Hi ZmnSCPxj,
> I have not studied the proposal in close detail yet, but anyway, my main takeaway roughly is:
>
> * The core of CoinPool is some kind of multiparticipant (N > 2) offchain update mechanism (Decker-Wattenhofer or Decker-Russell-Osuntokun).
> * The output at each state of the update mechanism is some kind of splitting construction (which I have not studied in detail).
> * At each update of the state, all participants must sign off on the new state.
Overall, that's a really accurate description. I would add you can embed a funding outpoint of any offchain protocol on the splitting construction, modulo some timelocks shenanigans.
> In order to hide transfers from the elected WabiSabi server, participants can maintain two coins in every state, and move coins randomly across the two coins they own at each state update, in order to hide "real" transfers from the elected server.
Yes I'm quite sure you can reuse WabiSabi as a communication channel between participants, assuming you support tapscript and merkle branch transports, and server build a tree. Generally, we tried to keep design as flexible as we can to reuse privacy tools.

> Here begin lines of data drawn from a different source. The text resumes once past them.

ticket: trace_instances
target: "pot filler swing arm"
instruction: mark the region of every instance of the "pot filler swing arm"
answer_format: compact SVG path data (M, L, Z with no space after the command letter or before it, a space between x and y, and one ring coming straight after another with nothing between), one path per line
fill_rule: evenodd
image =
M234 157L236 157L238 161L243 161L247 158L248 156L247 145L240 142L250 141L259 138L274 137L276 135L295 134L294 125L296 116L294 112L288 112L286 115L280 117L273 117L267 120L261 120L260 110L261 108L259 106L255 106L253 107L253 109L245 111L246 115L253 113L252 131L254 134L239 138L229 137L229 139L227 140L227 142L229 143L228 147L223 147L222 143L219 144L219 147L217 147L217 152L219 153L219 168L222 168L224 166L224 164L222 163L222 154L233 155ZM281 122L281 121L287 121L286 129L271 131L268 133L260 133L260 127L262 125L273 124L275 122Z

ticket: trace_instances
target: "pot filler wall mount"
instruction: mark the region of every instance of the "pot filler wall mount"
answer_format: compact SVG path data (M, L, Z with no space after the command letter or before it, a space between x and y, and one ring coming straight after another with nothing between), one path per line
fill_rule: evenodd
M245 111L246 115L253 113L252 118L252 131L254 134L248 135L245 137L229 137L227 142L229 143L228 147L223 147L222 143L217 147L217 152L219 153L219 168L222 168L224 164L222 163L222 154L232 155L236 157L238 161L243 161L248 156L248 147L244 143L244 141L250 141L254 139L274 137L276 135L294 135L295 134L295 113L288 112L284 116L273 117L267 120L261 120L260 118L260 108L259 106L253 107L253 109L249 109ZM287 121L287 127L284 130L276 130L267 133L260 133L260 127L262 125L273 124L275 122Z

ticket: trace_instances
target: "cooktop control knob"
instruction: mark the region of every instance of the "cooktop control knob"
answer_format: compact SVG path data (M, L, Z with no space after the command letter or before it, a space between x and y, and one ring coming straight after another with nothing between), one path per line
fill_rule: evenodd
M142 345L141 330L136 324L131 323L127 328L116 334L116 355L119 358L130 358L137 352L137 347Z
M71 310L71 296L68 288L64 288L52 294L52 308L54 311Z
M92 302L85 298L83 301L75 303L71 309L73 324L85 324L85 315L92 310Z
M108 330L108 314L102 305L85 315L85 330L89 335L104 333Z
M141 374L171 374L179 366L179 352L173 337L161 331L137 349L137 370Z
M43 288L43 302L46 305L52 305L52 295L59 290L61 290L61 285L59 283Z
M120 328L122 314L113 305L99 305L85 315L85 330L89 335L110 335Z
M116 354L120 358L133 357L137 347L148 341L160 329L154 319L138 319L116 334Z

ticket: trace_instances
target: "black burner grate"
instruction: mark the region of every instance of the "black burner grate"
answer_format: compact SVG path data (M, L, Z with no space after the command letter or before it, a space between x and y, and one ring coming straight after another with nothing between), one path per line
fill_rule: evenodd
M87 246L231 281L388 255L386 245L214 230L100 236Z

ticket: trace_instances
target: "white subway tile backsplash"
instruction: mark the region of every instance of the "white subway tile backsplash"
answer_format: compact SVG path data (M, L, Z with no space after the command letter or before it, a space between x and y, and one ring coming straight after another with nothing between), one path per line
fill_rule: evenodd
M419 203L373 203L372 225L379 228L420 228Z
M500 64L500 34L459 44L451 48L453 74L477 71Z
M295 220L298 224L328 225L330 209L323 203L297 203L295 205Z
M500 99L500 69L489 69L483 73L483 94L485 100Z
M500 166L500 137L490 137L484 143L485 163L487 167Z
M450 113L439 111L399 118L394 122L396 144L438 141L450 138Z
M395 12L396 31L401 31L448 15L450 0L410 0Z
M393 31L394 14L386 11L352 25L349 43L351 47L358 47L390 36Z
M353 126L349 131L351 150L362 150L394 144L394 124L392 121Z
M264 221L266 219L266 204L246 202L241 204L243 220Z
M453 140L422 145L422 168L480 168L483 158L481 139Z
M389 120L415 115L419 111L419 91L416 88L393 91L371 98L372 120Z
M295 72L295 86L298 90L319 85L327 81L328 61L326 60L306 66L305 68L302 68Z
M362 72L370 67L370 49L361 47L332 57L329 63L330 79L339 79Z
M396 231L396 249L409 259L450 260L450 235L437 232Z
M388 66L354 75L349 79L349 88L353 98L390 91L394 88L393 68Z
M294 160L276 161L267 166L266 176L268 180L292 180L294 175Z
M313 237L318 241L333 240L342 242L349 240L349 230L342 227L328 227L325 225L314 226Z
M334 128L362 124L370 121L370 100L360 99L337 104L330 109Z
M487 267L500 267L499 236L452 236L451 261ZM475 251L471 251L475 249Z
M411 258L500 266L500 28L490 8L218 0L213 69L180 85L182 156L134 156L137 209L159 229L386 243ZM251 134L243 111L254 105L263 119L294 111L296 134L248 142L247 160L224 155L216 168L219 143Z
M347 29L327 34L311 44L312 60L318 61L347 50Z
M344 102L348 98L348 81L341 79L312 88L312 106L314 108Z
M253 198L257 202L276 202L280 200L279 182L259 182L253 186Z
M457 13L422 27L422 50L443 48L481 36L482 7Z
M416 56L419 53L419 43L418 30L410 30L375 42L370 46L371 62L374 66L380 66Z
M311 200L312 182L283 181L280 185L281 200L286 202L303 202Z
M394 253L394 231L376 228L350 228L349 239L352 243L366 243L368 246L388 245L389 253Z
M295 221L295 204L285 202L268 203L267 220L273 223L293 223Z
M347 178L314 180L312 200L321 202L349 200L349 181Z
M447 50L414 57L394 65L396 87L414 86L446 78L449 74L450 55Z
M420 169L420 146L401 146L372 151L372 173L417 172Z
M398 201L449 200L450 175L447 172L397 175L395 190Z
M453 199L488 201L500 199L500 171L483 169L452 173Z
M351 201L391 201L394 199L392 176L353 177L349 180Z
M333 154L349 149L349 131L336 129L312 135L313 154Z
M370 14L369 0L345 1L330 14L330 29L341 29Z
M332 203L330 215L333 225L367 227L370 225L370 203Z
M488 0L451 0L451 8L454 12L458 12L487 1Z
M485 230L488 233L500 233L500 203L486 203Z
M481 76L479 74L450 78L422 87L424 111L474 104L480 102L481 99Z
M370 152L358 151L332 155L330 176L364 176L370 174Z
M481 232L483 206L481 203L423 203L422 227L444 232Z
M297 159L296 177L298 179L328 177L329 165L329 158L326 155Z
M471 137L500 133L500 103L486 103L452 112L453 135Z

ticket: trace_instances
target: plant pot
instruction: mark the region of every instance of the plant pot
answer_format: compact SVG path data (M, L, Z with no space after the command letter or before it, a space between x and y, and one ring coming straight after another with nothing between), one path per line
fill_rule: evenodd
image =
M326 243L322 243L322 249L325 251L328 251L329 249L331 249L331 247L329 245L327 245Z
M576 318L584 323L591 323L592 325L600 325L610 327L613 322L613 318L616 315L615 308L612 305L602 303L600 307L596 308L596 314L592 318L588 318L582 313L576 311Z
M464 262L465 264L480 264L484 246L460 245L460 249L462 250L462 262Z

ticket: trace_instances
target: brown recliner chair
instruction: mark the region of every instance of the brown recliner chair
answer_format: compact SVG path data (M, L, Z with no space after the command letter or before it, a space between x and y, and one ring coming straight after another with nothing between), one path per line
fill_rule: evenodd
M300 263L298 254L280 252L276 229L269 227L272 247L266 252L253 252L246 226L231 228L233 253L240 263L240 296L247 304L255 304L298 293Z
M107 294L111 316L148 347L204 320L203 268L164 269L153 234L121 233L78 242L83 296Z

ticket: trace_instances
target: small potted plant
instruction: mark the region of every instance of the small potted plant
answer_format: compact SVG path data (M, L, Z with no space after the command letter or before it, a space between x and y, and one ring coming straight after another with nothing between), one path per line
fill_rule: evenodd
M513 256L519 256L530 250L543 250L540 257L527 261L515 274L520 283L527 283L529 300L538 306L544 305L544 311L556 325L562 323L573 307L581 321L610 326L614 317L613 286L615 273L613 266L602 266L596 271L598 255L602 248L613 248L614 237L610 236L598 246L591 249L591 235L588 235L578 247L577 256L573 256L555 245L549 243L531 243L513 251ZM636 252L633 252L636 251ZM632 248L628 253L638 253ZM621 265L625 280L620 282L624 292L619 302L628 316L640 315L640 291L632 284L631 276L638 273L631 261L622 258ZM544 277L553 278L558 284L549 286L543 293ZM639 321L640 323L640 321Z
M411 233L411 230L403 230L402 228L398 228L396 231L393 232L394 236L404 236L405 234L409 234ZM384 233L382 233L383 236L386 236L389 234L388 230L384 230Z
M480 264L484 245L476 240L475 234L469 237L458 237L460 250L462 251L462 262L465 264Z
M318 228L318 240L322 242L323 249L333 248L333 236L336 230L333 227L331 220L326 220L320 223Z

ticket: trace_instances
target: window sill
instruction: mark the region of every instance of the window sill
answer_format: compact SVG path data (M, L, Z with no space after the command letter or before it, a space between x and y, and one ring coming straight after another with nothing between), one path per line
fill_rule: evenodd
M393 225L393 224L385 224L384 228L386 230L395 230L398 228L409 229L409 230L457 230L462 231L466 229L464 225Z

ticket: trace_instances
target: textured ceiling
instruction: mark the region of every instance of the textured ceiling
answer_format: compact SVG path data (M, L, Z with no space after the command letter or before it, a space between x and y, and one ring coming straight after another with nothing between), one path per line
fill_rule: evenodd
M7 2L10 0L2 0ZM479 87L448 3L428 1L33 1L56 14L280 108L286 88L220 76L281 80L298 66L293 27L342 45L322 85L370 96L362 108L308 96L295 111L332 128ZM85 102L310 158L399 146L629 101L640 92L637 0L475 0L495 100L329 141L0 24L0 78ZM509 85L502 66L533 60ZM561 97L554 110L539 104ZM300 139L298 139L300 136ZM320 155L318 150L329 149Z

> Indeed, from what I can understand, in order to properly set up the splitting transactions in the first place, at each state every participant needs to know how much each other participant actually owns in the CoinPool at that point in time.
Yes, that's part of future research, defining better *in-pool* observer. Sadly, right now, even if you use mask construction inside, it's quite easy to trace leaves by value weight. Of course, you can enforce equal-value leaves, as for a regular onchain CoinJoin. I think it comes with a higher onchain cost in case of pool breakage.
> That way, output addresses can be to fresh pseudonyms of the participant, removing all linkages of participant to amount they own, and each participant can maintain multiple outputs per state for their own purposes and to mildly obscure exactly how much they own in total.
That's right that an in-pool observer may learn a link between an exit and an onchain withdraw. There is a future optimization, if you can swap your withdraw with an already onchain output, therefore breaking heuristics.
> We can do this by using `SIGHASH_ANYPREVOUT` to force whoever performs a unilateral close of the CoinPool to pay the onchain fees involved, so that it would have to be a good reason indeed to perform a unilateral close.
Absolutely, for the fee structure, as the withdraw output is at the discretion of user, I was thinking some CPFP. There is maybe a better solution, haven't spend that much on the exact adequate, incentives-align mechanism beyond a "withdraw-must-pay-its-fees".